How do you prove that vectors are linearly independent in $ \mathcal{C}[0,1]$?
$C[0,1]$ usually denotes the collection of continuous functions $f: [0,1]\to \mathbb{R}$. This is a vector space over $\mathbb{R}$, with multiplication defined pointwise: $(af)(x) = af(x)$.
What would it mean if two functions, $f,g\in C[0,1]$, were linearly dependent? It would meant that there were two scalars, $a,b\in\mathbb{R}$, not both zero, such that $af + bg = 0$ as functions.

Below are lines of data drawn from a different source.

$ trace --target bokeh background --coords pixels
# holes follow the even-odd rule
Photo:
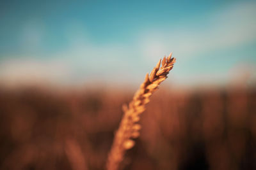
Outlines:
[[[104,169],[121,106],[177,62],[123,169],[256,169],[254,1],[1,1],[0,169]]]

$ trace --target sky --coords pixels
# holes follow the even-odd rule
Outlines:
[[[255,18],[255,1],[1,1],[0,82],[138,85],[172,52],[173,83],[250,83]]]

In other words, for all $x$, $af(x) + bg(x) = 0$.
To show that $f=x^{3/2}$ and $g=x^{5/2}$ are linearly independent, let's assume that such $a$ and $b$ exist, and try to show that they're both zero.. If such $a,b\in\mathbb{R}$ exist, then $ax^{3/2} + bx^{5/2} = 0$ for all $x$. Let's try plugging in $x=1$—we get $a+b=0$. Plugging in $x=1/4$, we get $a/8 + b/32=0$ (note: you could also plug in different values of $x$, but I chose these to keep the math as simple as possible).
Now, we can solve the two equations $a+b=0$ and $a/8+b/32=0$, to get $a=b=0$. Ah, but this is exactly what we wanted to show: $x^{3/2}$ and $x^{5/2}$ cannot have a linear sum which equal zero unless it is the trivial sum, i.e. $0\cdot f + 0\cdot g = 0$.

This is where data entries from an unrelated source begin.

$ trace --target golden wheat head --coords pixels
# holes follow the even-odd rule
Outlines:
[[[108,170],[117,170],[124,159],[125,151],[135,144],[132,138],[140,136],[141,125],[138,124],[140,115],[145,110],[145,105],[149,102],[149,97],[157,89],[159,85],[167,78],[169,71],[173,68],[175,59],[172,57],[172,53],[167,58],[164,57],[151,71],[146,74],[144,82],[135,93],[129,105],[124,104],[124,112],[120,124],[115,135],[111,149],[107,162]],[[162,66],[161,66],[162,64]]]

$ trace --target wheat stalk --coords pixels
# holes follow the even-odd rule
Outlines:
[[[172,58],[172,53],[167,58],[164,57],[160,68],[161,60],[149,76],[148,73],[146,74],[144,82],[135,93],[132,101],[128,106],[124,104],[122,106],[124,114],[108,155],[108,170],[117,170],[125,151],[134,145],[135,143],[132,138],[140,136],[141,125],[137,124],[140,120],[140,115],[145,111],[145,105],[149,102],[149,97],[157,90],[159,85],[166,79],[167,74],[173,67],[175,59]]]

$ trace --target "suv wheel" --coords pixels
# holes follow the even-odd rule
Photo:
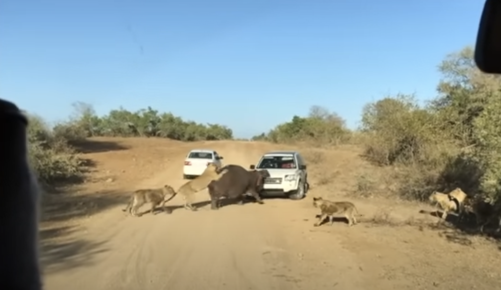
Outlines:
[[[289,196],[291,199],[299,200],[303,199],[306,194],[306,184],[302,180],[299,181],[299,186],[298,186],[298,190]]]

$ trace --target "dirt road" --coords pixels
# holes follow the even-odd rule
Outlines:
[[[215,147],[225,163],[245,167],[263,152],[248,143]],[[179,153],[169,155],[164,169],[136,187],[165,183],[180,186],[180,164],[186,148],[173,149]],[[197,194],[198,201],[208,200],[205,190]],[[172,202],[170,205],[181,205],[182,201],[177,197]],[[115,206],[82,221],[81,230],[75,234],[100,244],[92,262],[47,270],[45,288],[487,289],[501,280],[492,267],[492,263],[499,264],[498,251],[493,248],[488,254],[463,255],[491,260],[488,267],[470,268],[469,262],[444,262],[442,250],[436,247],[459,254],[464,246],[441,239],[427,247],[430,240],[426,239],[433,234],[437,239],[436,233],[409,227],[348,228],[342,223],[314,228],[316,211],[310,198],[265,202],[231,205],[217,211],[210,210],[206,203],[195,212],[178,208],[170,214],[140,218],[126,216],[120,210],[124,205]],[[416,250],[416,245],[422,246]],[[81,255],[87,254],[85,247],[80,250]],[[456,268],[438,273],[442,270],[437,269],[448,265]],[[469,281],[452,280],[458,269]]]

$C[0,1]$ is the vector space of continuous functions from $[0,1]$ into $\mathbb{R}$. You can add functions, subtract them, there is a zero function, multiply by elements in $\mathbb{R}$, etc. Thus, it makes sense to ask about linearly independent elements of this vector space. Take the elements $x^{3/2}$ and $x^{5/2}$. We want to show that these are linearly independent, so that one is not the multiple of another by an element in $\mathbb{R}$. Can you show this?